The World Health Organization (WHO.) has declared the outbreak of 2019 Novel Coronavirus (2019-nCoV) a public health emergency of international concern (PHEIC). However, hackers and threat actors are taking huge advantage of the fear and panic the virus has caused. An Emotet malware spam (malspam) campaign, disguised as official notifications related to coronavirus from disability welfare service providers and public health centers, has been observed targeting audiences in Japan including the prefectures of Osaka, Gifu and Totori.
Experts on Emotet Malspam
Analysts from IBM X-Force and Kaspersky along with infosec community experts found that Emotet operators used previously compromised account templates to target potential victims for the Emotet malspam campaign.
According to IBM, the attackers seem to be geo-targeting the email content and language to inflict fear among audiences in these areas, thus, making them more likely to click on the malicious attachment. One of the malspam emails said that the coronavirus had been detected in the Gifu region of Japan, while another mentions Osaka. A few of these emails also have a footer that mentions a legit address, as well as phone and fax numbers of disability welfare service providers and public health centers in the surrounding areas.
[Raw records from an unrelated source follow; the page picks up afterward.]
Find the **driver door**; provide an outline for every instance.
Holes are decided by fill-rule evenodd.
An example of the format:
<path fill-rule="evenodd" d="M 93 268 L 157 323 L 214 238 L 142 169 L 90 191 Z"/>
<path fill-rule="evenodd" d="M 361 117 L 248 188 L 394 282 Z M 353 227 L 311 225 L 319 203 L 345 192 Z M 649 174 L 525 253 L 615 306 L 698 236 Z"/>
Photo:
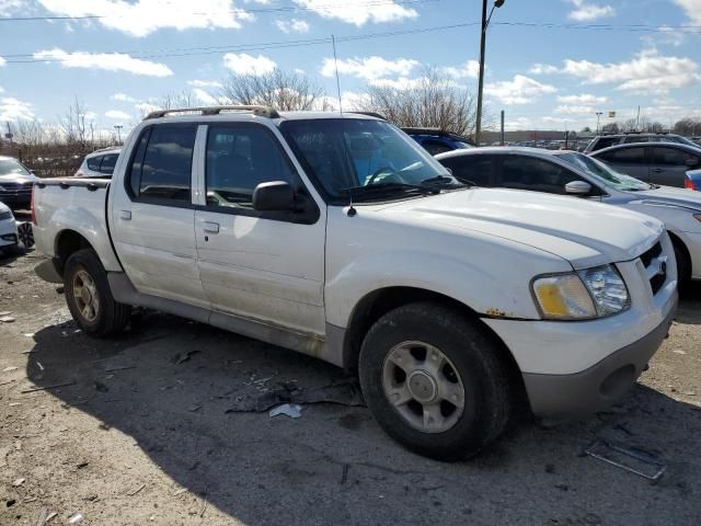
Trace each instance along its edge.
<path fill-rule="evenodd" d="M 307 193 L 275 130 L 226 123 L 206 134 L 195 237 L 211 309 L 323 334 L 325 209 Z M 271 181 L 290 183 L 300 209 L 254 210 L 256 185 Z"/>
How the Japanese Emotet Malspam Works
Each of these malspam emails contains a warning note and call to action for downloading a malicious Word doc attachment (with Emotet malspam), which is said to contain precautionary health measures and latest updates related to coronavirus. On opening the attachment and enabling macros in Office 365, an obfuscated VBA macro script begins running in the background, which further installs a Powershell script and downloads the Emotet malware. The Emotet script also downloads a few other malicious payloads to extract additional data from the targeted system.
Emotet Malspam Campaign History
Earlier, researchers spotted an Emotet malspam campaign leveraging environmental activist Greta Thunberg’s popularity to infect computers in Europe and Asia. Using Thunberg’s admiration among students, the trojan campaign used the climate activist’s name to target domains with .com and .edu extensions. Attackers also geotargeted Europe and Asian countries, followed by Australia and the U.S.
According to researchers at Proofpoint and ExecuteMalware, these emails looked just like another invite from Thunberg for a climate change summit or demonstration with email subjects carrying enticing text like “Demonstration 2019” or “I invite you”. The emails also encouraged readers to forward and spread the message to their family and friends.